Except that in an act of great ignominy, he says nothing as we leave one green and stand a mere 10 yards from the sixsome’s in-process tee shots. Fine. I’ll handle this. It’s a par-5. Both groups are now out in the fairway. We are on foot. So, I pick a kid and traverse the 100 yards to have a discussion. I’m calm. I’m not looking forward to this, but “responsibility” to myself and my group demands action. We lock eyes, and I see the meekness. This is not some punk who plays by his own rules, no, this is a kid who was “raised right” and knows his error. He’s overwhelmingly apologetic and we play through.
After hitting my next shot I thought of you and fatherhood. I thought this: all the clichés about always say sorry are correct but incomplete because they send the message that you apologize for others not for yourself, and even though, yea, we have more clichés like the truth will set you free, we really need to combine them to deliver the point that you should say sorry as soon as that guilty feeling appears instead of waiting for an apology request because, ultimately, you are saying sorry for yourself, not to appease others. You get good enough at this, and you’ll be copping to blunders previously unknown to others. Again, you are doing this for yourself, to free the mind from taxing rumination and to uphold a standard of excellence.
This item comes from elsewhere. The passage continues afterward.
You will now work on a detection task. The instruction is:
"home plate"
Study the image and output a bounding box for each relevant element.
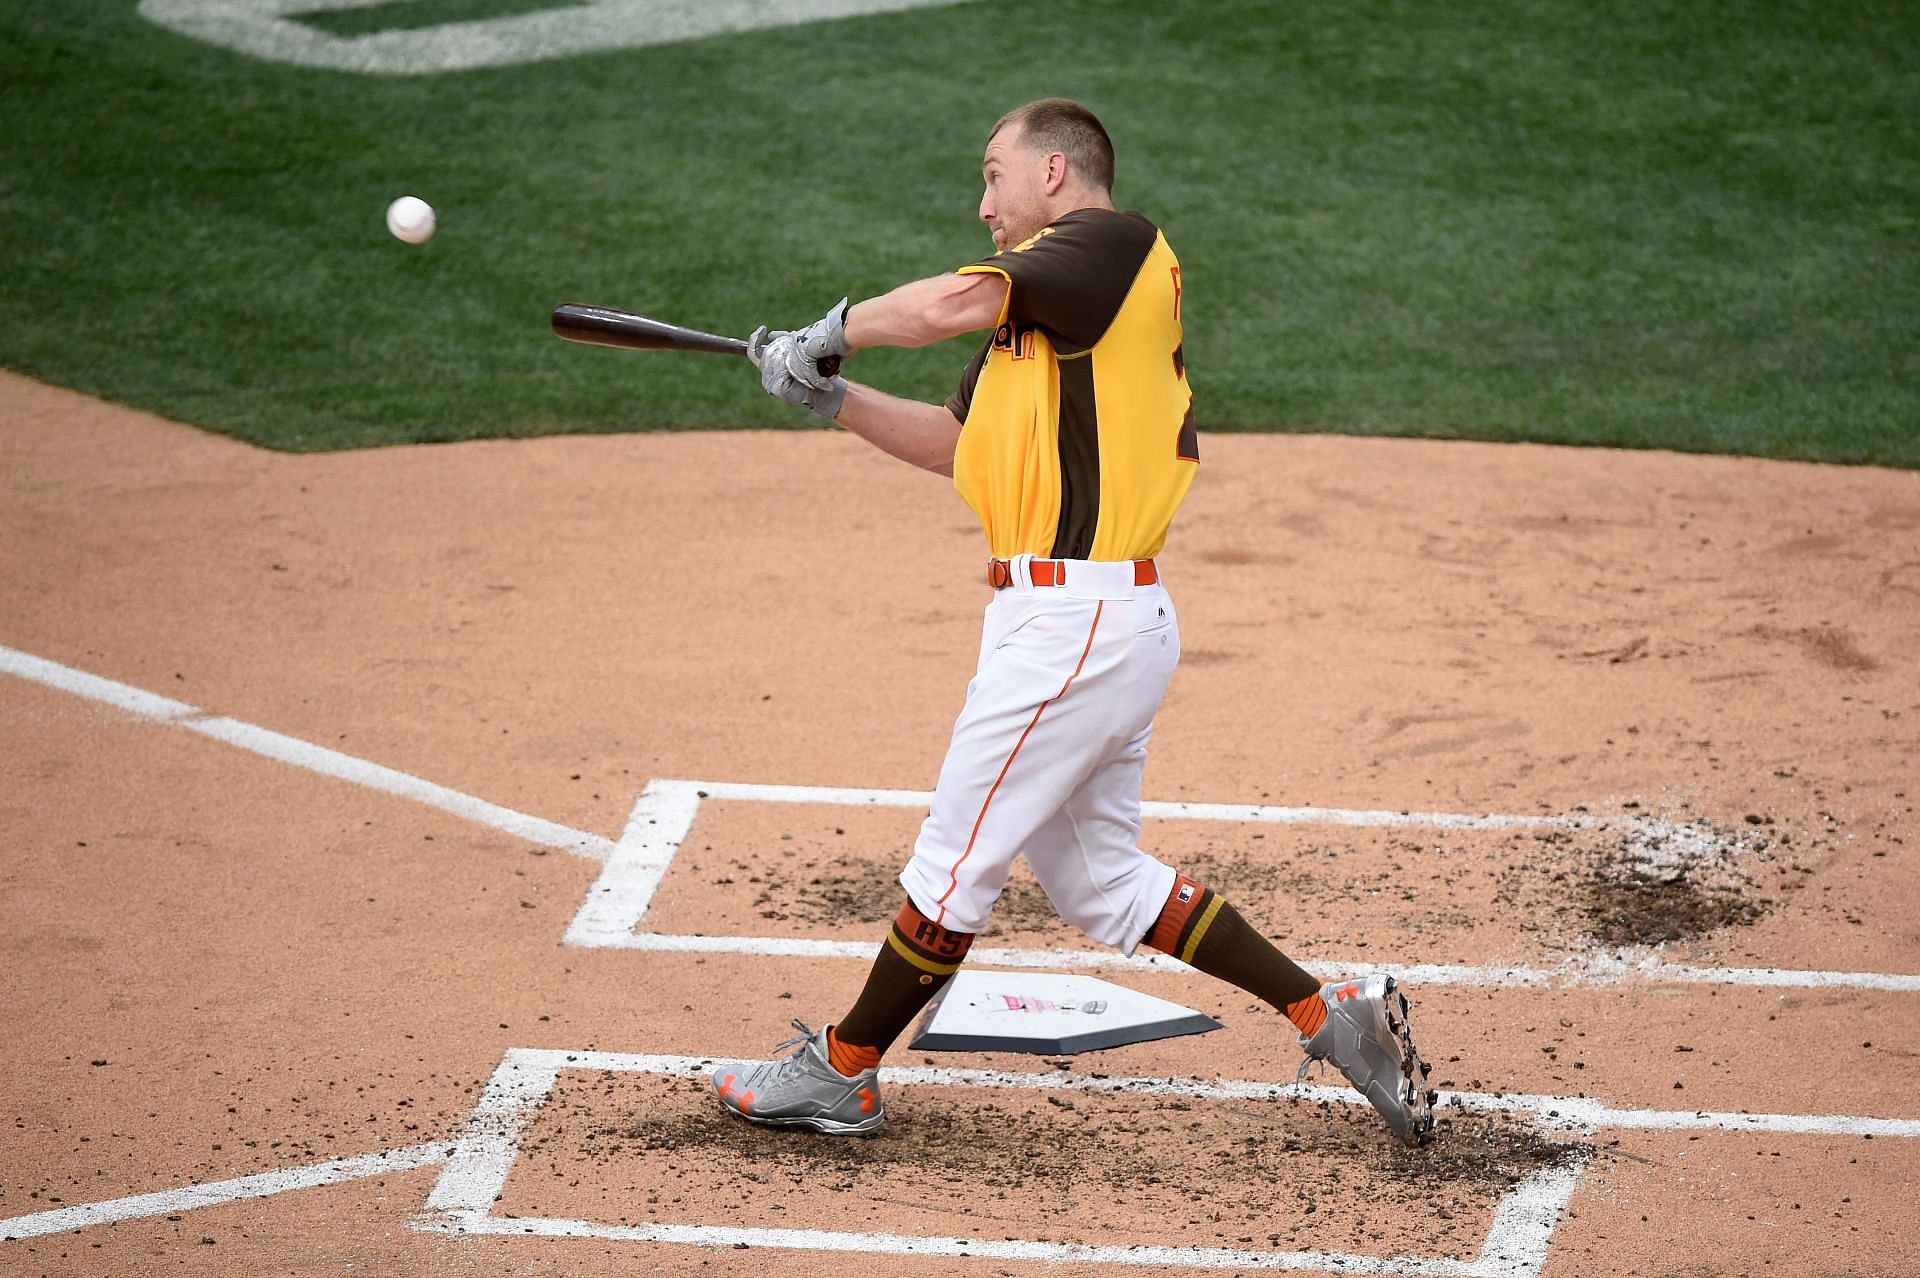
[909,970,1222,1054]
A nice byproduct is people will view you as honorable; lame forced apologies never earn this treatment.
However random thoughts may be, surely the fact that I effortlessly picture you being similarly honorable led my mind to you. “Hey guys, before we start this meeting I just want to say that…” “Hey honey, the other day I shouldn’t have…” “Hey xxxxxxxxx, the more I thought about it, you were correct when…” And I’d like to think that if xxxxxxxxx caved to the peer pressure—nobody is immune—and initially played as a sixsome, he would soon remember his father, the examples and the lessons, and let me play through before I asked. Tiny acts can still be heroic.